Segundo a empresa, a estratégia de reduzir a pressão é implementada desde os anos 1990 – costuma ter efeitos piores para quem vive na periferia ou em áreas mais altas da cidade. Em nota, a Sabesp diz que os “imóveis com caixa d’água obrigatória e reservação para ao menos 24 horas não sentem os efeitos de manutenções ou da gestão da pressão”.

Clientes que têm os reservatórios, no entanto, acumulam queixas. Nos últimos meses, a deputada federal Tábata Amaral (PSB-SP) enviou uma série de ofícios à Sabesp questionando se há redução de pressão em pelo menos 75 bairros da capital. Em resposta, a companhia afirma que “os locais apontados nos ofícios recebidos foram analisados, confirmando-se abastecimento regular” e que “em regiões de áreas informais, a existência de ligações irregulares prejudica a vazão de água disponibilizada a imóveis regulares”.

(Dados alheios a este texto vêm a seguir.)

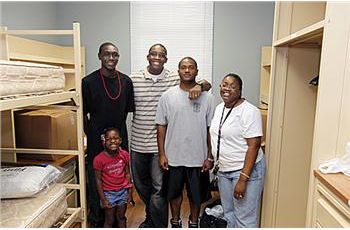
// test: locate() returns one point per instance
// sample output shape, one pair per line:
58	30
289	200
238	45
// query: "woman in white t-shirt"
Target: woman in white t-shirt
236	132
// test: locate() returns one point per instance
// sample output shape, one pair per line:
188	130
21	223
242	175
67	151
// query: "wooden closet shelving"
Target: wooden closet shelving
307	124
71	59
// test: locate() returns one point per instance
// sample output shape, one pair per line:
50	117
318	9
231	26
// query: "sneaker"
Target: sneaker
147	223
176	223
191	224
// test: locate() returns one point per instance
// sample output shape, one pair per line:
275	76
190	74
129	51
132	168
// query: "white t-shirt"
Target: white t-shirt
243	122
187	123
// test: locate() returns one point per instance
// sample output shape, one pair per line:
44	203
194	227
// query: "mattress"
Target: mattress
42	211
25	78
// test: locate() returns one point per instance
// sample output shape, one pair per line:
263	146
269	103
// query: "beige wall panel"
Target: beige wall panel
284	14
265	76
306	13
344	123
333	64
298	127
274	135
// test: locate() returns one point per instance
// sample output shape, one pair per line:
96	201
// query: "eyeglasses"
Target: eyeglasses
155	54
112	138
114	55
229	87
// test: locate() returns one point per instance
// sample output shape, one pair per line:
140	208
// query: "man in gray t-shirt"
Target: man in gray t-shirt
184	141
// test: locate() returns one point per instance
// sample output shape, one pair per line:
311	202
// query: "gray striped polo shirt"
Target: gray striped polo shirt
147	91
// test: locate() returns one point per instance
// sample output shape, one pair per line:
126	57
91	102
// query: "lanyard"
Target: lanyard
220	126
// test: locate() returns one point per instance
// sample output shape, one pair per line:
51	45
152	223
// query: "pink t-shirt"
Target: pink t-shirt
113	170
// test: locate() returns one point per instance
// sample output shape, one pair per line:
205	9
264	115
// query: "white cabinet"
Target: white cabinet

A 16 quilômetros da casa de Ângela, Ademilson Cadari, de 47 anos, convive com a falta de água na Vila Celeste, zona norte. Lá, ele conta que desde que se mudou, há dois anos, “aprendeu” à força a viver sem água pelo menos duas noites por semana. Segundo ele, a seca na área, por volta das 19h, mesmo horário em que costuma chegar do trabalho em uma empresa de vendas.

“Não tem periodicidade nem dia certo. Infelizmente, também não tem aviso prévio para podermos nos preparar”, conta. Como a caixa d’água não está ligada diretamente ao chuveiro, Ademilson explica que já se acostumou a tomar banho esquentando a água no fogão e se enxaguando com canecas, à medida em que os “imprevistos” se tornam cada vez mais frequentes.

Mesmo quem tenta reclamar com a Sabesp acaba muitas vezes sem resposta. No portal Reclame Aqui, uma das principais queixas é a falta de agilidade no atendimento da empresa e de transparência nos processos de interrupção do fornecimento de água. “Eles não chamam de corte, mas sim de redução de pressão. Só que, na prática, ficamos sem água praticamente todas as noites”, explica a cantora Bianca Rodrigues, de 44 anos.

Morando em uma casa na Rua Tupi, em Santa Cecília, na região central, Bianca conta que precisou adaptar todo o sistema de distribuição de água da casa e ligar todas as torneiras e canos à caixa d’água. Ainda assim, o reservatório não é suficiente para suprir a demanda de 20h às 5h e a troca de um sistema por outro causa prejuízos adicionais.

“Acontece direto de começar o banho com água da rua, ela acabar, e isso queimar a resistência do chuveiro elétrico. Já tivemos de trocar a resistência três vezes, porque precisamos adaptar as duas torneiras: uma ligada na caixa d’água e outra na da rua”, conta. “Ou às vezes nem conseguimos tomar banho porque usamos a caixa d’água para lavar louça ou cozinhar. Precisamos de organização à tarde para não ficar sem água à noite.”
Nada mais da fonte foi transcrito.